Ma c’è di più: un atteggiamento del genere, già difficilmente concepibile da parte di chiunque dica o creda d’essere sinceramente religioso, non è più soltanto caratteristico dei «laici», per i quali a rigore si potrebbe attribuirlo ad un’ignoranza fino ad un certo punto scusabile. Questo stesso atteggiamento sembra ora aver conquistato un numero vieppiù crescente di ecclesiastici, i quali paiono non comprendere quanto esso sia opposto alla tradizione, e specifichiamo tradizione in generale, riferendoci quindi sia a quella di cui essi sono i rappresentanti, come pure a qualunque altra forma tradizionale; e ci è stato segnalato che alcuni di loro giungono perfino a rimproverare alle civiltà orientali quella penetrazione spirituale, tutt’ora presente nella vita sociale, in cui vedono una delle principali cause della pretesa inferiorità di queste di fronte alla civiltà occidentale!
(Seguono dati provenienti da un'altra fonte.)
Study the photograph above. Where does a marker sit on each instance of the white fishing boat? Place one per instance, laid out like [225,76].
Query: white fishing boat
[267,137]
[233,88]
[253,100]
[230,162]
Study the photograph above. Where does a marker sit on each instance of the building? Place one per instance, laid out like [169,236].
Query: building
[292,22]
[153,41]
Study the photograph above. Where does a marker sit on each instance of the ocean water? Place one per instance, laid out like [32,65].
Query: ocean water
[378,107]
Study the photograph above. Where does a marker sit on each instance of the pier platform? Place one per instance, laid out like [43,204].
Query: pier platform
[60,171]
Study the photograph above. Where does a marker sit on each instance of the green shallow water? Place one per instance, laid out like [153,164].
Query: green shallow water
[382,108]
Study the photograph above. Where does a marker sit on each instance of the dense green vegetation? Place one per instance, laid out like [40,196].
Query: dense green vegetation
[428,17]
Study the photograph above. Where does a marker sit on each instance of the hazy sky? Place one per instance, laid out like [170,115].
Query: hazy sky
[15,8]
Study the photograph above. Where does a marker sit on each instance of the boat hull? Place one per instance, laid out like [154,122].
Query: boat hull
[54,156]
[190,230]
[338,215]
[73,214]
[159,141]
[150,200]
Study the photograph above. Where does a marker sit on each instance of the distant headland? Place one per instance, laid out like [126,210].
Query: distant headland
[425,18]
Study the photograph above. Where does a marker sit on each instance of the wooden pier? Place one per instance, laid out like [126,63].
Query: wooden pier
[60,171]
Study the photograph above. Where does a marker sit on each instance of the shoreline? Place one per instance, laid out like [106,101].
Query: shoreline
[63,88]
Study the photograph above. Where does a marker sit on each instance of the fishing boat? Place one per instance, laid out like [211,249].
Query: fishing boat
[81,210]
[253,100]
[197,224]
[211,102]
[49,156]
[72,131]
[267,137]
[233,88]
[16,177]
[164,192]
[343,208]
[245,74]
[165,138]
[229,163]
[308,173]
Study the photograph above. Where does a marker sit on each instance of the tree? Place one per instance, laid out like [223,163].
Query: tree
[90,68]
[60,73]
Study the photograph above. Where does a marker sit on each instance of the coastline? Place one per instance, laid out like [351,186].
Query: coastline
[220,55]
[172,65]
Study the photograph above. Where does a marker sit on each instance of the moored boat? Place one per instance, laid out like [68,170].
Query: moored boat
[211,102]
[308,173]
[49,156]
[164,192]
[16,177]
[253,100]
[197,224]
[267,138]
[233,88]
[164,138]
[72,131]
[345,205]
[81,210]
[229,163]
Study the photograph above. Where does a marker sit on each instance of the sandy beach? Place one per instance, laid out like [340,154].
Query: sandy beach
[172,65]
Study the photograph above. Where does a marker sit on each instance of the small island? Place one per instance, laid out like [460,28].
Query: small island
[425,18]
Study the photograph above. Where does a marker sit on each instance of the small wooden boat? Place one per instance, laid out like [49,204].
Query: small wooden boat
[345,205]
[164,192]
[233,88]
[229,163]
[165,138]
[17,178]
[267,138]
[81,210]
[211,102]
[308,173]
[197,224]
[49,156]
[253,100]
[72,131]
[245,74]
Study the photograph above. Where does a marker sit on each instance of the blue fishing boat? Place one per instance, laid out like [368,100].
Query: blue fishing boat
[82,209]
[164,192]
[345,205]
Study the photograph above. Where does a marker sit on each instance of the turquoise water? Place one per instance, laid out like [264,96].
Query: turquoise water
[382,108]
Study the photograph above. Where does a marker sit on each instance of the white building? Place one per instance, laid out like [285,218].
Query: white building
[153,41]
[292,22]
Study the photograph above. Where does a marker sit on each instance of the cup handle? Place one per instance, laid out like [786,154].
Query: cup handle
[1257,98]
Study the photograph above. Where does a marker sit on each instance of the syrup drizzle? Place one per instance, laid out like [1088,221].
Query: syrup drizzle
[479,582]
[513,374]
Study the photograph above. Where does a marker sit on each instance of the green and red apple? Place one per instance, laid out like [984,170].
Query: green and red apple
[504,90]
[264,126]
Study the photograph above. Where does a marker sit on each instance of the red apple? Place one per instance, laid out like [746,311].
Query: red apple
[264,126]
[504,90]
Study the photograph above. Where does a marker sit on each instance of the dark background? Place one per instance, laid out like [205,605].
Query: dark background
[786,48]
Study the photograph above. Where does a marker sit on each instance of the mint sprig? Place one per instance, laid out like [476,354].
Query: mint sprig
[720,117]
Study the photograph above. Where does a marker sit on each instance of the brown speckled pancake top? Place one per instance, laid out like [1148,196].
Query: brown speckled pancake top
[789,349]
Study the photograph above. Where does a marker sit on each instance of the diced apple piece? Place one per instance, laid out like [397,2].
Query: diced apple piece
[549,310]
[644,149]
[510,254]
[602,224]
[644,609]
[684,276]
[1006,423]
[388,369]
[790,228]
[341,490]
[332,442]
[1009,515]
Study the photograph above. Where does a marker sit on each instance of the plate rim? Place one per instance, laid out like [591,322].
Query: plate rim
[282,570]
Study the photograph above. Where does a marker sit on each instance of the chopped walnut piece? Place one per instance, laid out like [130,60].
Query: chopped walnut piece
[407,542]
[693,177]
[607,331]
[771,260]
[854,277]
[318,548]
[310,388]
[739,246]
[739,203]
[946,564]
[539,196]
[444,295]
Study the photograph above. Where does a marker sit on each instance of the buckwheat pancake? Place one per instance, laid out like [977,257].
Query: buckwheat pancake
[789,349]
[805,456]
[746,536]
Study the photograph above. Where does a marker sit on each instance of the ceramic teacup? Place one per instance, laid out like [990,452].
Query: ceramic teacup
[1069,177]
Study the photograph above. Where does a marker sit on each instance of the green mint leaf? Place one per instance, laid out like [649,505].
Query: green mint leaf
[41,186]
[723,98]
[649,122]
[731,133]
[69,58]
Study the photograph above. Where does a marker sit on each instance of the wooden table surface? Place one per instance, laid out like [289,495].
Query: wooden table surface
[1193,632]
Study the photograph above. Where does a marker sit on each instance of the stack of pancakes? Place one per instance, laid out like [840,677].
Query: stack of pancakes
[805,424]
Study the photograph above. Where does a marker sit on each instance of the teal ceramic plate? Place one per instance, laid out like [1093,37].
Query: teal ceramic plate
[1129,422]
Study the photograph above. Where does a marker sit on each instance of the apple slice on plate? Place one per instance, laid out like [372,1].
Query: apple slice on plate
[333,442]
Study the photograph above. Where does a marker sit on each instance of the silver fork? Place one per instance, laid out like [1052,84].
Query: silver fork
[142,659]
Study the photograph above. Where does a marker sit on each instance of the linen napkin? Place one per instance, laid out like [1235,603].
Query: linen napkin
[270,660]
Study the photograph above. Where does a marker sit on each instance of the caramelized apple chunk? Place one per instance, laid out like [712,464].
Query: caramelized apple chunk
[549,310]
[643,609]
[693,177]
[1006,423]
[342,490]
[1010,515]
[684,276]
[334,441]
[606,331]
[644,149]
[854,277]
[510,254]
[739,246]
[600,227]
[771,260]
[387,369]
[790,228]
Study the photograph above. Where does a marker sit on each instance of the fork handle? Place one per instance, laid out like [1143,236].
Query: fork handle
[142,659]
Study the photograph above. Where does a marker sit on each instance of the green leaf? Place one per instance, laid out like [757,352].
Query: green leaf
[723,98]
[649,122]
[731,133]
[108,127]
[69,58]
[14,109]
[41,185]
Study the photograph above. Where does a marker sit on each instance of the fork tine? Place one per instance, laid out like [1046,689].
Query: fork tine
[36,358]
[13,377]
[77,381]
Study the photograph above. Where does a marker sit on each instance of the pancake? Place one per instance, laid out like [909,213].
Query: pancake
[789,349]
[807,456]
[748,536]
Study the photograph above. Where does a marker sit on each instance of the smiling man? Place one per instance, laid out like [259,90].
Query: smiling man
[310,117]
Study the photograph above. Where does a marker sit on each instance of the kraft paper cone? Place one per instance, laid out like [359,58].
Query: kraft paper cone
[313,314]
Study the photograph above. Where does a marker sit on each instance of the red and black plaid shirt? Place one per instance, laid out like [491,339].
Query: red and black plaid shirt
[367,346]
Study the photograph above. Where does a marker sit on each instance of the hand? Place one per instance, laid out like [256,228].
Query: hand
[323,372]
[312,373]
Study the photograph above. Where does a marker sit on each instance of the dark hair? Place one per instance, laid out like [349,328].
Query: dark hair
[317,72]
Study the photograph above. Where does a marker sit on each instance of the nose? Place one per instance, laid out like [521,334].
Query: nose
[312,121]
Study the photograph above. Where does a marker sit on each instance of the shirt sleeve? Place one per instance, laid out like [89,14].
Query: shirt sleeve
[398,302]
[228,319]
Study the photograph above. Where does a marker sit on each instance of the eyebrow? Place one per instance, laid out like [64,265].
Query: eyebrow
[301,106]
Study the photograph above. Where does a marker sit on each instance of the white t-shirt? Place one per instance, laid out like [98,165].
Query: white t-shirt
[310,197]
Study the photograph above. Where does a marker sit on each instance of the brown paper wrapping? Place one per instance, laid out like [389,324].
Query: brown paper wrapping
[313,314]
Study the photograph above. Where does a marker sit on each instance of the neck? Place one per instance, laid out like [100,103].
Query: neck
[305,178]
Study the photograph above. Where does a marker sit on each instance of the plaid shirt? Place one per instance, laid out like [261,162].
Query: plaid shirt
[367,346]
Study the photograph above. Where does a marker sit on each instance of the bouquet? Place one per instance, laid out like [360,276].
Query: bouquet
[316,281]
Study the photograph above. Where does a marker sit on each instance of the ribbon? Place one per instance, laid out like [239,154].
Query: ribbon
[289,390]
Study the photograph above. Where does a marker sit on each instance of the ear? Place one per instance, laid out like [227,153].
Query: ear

Si può d’altronde constatare una strana contraddizione: gli ecclesiastici più influenzati dalle tendenze moderne si mostrano generalmente molto più preoccupati d’azione sociale che non di dottrina; ma dal momento che approvano ed accettano la «laicizzazione» della società perché mai intervengono in questo dominio? Non certo per tentare, come sarebbe legittimo ed auspicabile, di reintrodurvi un po’ di spirito tradizionale, dal momento che ritengono che esso deve rimanere completamente estraneo alle attività di questo genere; tale intervento è quindi del tutto incomprensibile, a meno di ammettere che nella loro mentalità ci sia qualcosa di profondamente illogico,
il che d’altronde è incontestabilmente il caso di molti dei nostri contemporanei. Comunque sia, è evidente in tutto ciò un sintomo dei più inquietanti: quando dei rappresentanti autentici di una tradizione sono giunti al punto che il loro modo di pensare non differisce più sensibilmente da quello dei suoi avversari, ci si può chiedere quale grado di vitalità abbia ancora questa tradizione nelle sue attuali condizioni; e poiché la tradizione di cui si tratta è quella del mondo occidentale, quali speranze di ritorno alla normalità possono ancora esservi per esso, finché ci si limita al dominio exoterico e non si prende in esame alcun’altro ordine di possibilità?